This Sunday the California Civic Engagement Project, or CCEP, at the University of California, Davis, in partnership with the Office of the California Secretary of State, is launching a new, public interactive web platform that maps the relationship between voter turnout and the economic, educational and health challenges faced by vulnerable communities across the state.
This new mapping tool shows voter turnout in recent elections, down to the neighborhood precinct level. It also highlights “hot spots” of political vulnerability across the state, where residents lack a strong voice in the political process and face multiple disadvantages in terms of economic, educational and health outcomes.
“I grew up in a working class community that had more than its fair share of public health and economic challenges,” Secretary Padilla said. “As Secretary of State, I’ve made it a priority to reach out to communities with lower rates of civic participation as a way to empower working families to better advocate for themselves through the political process.
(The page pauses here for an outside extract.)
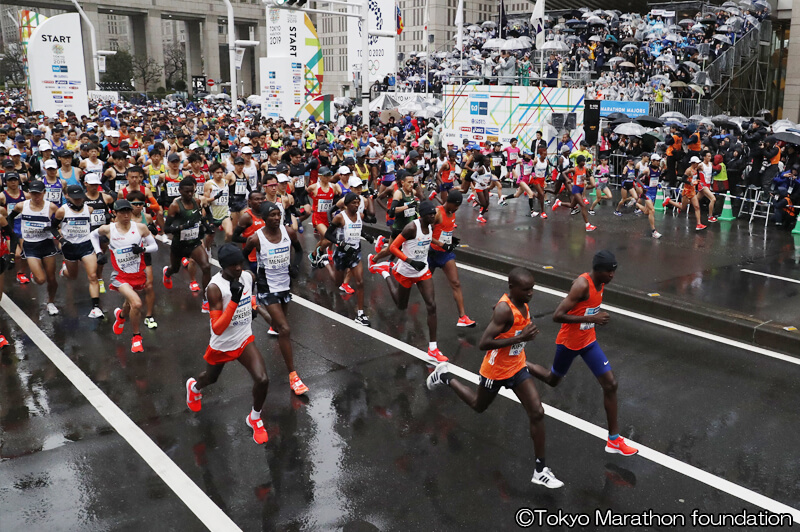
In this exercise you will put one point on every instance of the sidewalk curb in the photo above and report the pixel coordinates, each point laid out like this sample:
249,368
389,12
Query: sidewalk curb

These maps help pinpoint areas of our state where we must engage more people and elevate their voice in our civic process.”
Examples of phenomena made visible by this mapping platform include:
- The Los Angeles urban core is identified as having low voter turnout areas that also have poor health, economic and education outcomes.
- The San Francisco Bay Area shows concentrations of environmental and socioeconomic disadvantage in Oakland, Richmond, Southeast San Francisco and Pittsburg that correlate with relatively low voter turnout.
- In Sacramento, areas of low voter turnout correlate with neighborhoods experiencing high poverty rates and characterized by low college completion rates.
This new civic resource is freely available to all online.
This project is funded, in part, by a grant from The James Irvine Foundation.